Lucien Debatty presented a petition signed by 277 Fulton residents, 480 members of Whiteside County and a total of over 1,100 individuals. Debatty said the people who signed the petition want to come to Fulton and spend money at both cannabis and non-cannabis businesses, and he reminded the city that it can do nothing to prohibit cannabis use or possession in the city limits. All the city can do is reasonably regulate cannabis.

“Unfortunately, your hands have been tied in that regard by the State of Illinois,” Debatty said. “What you can do is you can reasonably regulate. And while there was some mention of tax revenue that you’ll get regardless, that is absolutely true. But that is a fraction of what could be done through implementing an excise tax and amendments here in the city of Fulton.”

Jeff Soenksen, General Manager of The Dispensary, reminded the council that the city is not inviting strangers into the community to sell cannabis but a company that has sold cannabis weekly in the community for three-plus years. Soenksen said The Dispensary has never been charged with a violation and has assisted Fulton police with investigations not dealing with cannabis because The Dispensary has cameras in surrounding areas.

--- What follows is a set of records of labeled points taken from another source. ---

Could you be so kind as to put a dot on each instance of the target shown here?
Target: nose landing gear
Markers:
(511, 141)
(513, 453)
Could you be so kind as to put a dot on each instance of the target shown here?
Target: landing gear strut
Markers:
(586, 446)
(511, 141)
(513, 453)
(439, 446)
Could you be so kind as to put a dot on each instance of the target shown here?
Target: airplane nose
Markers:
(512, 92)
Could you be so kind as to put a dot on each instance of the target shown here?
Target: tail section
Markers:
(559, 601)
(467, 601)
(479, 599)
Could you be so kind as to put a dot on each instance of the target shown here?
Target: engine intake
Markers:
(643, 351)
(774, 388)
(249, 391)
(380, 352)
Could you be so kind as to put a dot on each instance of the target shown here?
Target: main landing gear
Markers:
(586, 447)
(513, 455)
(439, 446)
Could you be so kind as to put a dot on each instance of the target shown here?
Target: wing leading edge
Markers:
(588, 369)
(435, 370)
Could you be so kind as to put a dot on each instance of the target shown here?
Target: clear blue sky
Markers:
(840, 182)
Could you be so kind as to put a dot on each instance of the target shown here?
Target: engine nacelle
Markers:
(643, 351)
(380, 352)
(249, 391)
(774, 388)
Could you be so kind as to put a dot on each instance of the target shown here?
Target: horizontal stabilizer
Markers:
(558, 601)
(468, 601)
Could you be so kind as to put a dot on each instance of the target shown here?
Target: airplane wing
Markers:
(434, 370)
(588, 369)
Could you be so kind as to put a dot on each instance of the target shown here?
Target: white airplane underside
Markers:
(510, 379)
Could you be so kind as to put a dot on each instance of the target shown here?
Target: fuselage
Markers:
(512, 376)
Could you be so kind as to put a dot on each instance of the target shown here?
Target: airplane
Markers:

“We’re here to make sure we do a good job,” Soenksen said. “Make sure that anything that comes out of our establishment stays out of the hands of children.”

Soenksen referenced comments at Monday’s meeting about driving under the influence and children taking cannabis to schools. He reminded the city that it is not their purpose to decide on consumption. Consumption will happen whether there is an adult-use store in town or not, Soenksen said.

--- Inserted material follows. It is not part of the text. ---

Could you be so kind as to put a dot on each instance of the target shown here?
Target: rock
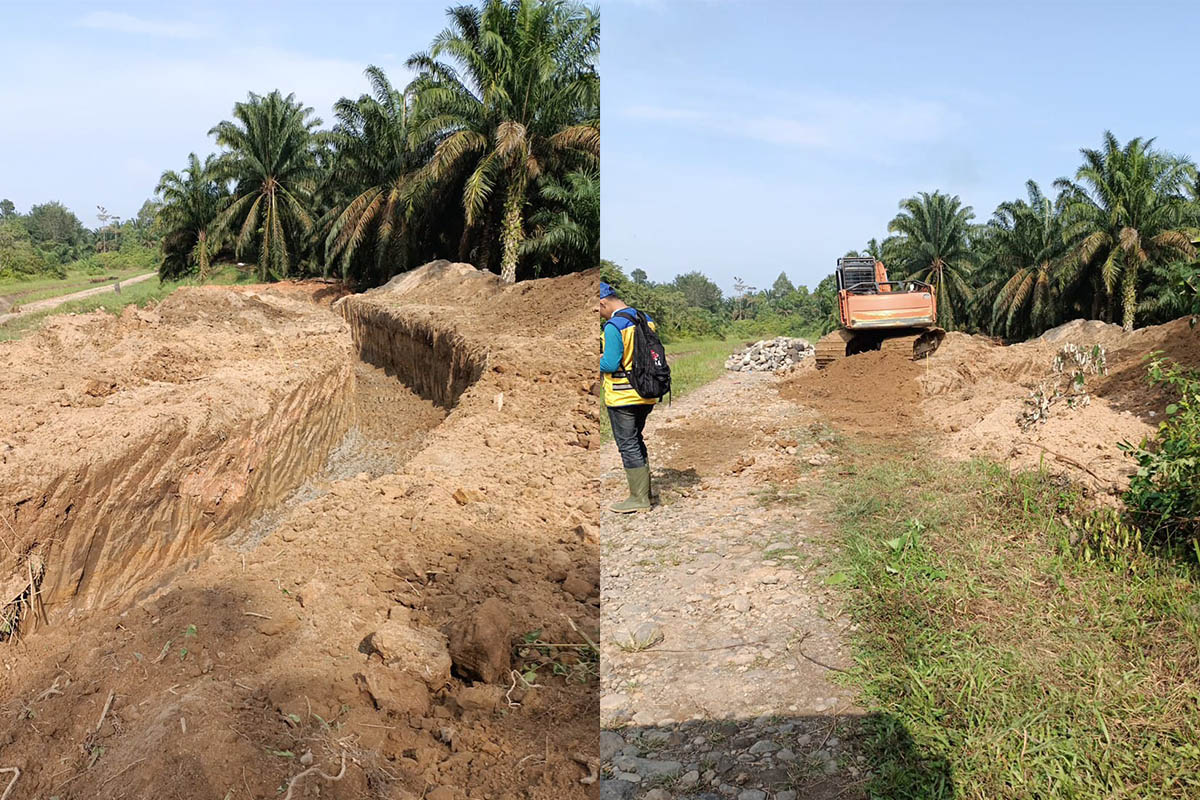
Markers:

“We’re here to determine if you want this sale of this substance to be available in the city of Fulton,” Soenksen said. “Which people who are already doing it are doing one of the best jobs in the State of Illinois. So if I wanted someone here to sell that substance, I’d pick the people that are already doing a really good job.”

Fulton resident Debra Brown said if children are going to use marijuana she would rather it be taken care of and watched over and “not full of rat poison and other things like they get off the street.” Brown said the children in Colorado who had issues with marijuana would have had those problems anyway, not because the state legalized it.

Good parenting takes care of potential drug problems, Brown said.

“I am for legalizing the marijuana so that we can have tax dollars in this town,” Brown said. “Because no matter what, like they say, it’s going to be legal in Illinois. You’re not stopping anything. The kids that are going to want to take [it] to school are still going to get it. They’re still going to take it to school.”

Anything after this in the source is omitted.